Then I put the dough in a pan of hot water to rise. After it had
risen, I boiled it for ten minutes and then placed the pan with the
dough in it and with the lid on in the Wonder Box. I left it there for
1 hour and 45 minutes. It was perfect. The bread comes out round and
is not browned, but very moist and light. You will not get overdone,
dry bread this way.

BREAD Recipe:

4 cups whole wheat, brown or white flour, or mixed as you wish

1tsp each yeast and sugar mixed, added to ¼ cup warm water

1 cup warm water with 1 tsp salt added

Mix and knead the dough (or add ¼ cup warm water and merely stir it well). Roll the dough in dry flour and place it in an ordinary (crisp, cereal) plastic bag which has had a little oil rubbed around inside.

To reduce time needed for this it can be left submerged in warm water in the wonder box.

When it has doubled its size, it should be brought to boil in the water and boiled for about 10 minutes. Transfer the bread in the pot of water to a wonder box for an hour to finish cooking when it should have a soft “crust”.

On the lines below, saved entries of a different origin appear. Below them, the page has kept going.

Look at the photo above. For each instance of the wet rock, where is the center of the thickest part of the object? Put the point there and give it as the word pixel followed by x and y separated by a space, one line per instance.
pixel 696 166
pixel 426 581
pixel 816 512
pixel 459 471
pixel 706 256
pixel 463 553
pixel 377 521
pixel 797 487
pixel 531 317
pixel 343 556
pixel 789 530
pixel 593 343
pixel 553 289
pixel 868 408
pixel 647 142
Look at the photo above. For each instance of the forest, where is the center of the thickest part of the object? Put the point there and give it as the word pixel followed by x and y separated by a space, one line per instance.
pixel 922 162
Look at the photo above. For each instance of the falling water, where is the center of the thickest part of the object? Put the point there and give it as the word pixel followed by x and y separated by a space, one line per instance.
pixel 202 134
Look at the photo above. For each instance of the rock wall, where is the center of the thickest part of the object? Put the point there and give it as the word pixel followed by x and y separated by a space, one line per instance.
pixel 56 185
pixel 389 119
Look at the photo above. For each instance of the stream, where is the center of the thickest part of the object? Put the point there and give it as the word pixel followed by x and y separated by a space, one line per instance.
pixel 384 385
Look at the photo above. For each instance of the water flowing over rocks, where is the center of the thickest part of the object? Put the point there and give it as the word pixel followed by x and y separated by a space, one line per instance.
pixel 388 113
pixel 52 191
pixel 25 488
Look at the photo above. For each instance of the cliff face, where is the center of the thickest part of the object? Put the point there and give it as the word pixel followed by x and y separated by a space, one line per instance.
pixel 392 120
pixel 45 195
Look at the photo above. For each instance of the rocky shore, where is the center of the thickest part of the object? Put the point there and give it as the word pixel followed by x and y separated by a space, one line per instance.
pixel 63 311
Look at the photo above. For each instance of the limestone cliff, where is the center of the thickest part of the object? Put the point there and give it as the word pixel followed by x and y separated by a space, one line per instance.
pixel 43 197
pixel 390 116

I have fielded numerous requests from readers who are making their own wonder boxes, and wanting to know what type of material would be best for the cushions.

Cushions have to be of a soft material that will squish firmly around the top, bottom and sides of your wonder box. Another idea is to use the inners of old, flat pillows.

Another example of making bread in a wonderbox

I have been baking bread in a wonderbox for awhile now. My recipe is for 2 loaves (whole wheat). I put one in the wonderbox and one in the oven. I raise the bread by putting it in a cereal bag that has been sprayed with cooking spray. I put a twistertie on that and then put that in an oven bag, twist it up and then double the twisted part over and put on the twister tie. That part looks like a loop. Anyway I put the bagged dough in a pot of warm water to rise. When it has doubled, I bring the whole thing to a boil and boil for 10 minutes. Then put the whole thing in the wonderbox and go away. Once it was in there for over 8 hours and the bread was still warm. I think the least amount of time has been one hour.
The bread does not have a crust and is usually oval, but it is moist and delicious. In fact when I have people try a bit from the oven baked and the wonderbox, they prefer the wonderbox bread hands down.
So do I.
I have reused the cereal bag. I make my own cereal so I don’t have those kind regularly. I’ve tried ziploc bags for the outside and sometimes they pop open from the rising bread. If it gets under water, the bread is ruined.

Bean Soup
I made bean soup. I soaked the beans over night, then boiled them 20 minutes, and after a couple of hours in the wonderbox, I took them out to put some bean flour in to thicken it and reheated it for another 20 minutes before putting it back in. All together it was probably 6-7 hours in there, but no burning or sticking, and I left it that long because that was when I was using the soup…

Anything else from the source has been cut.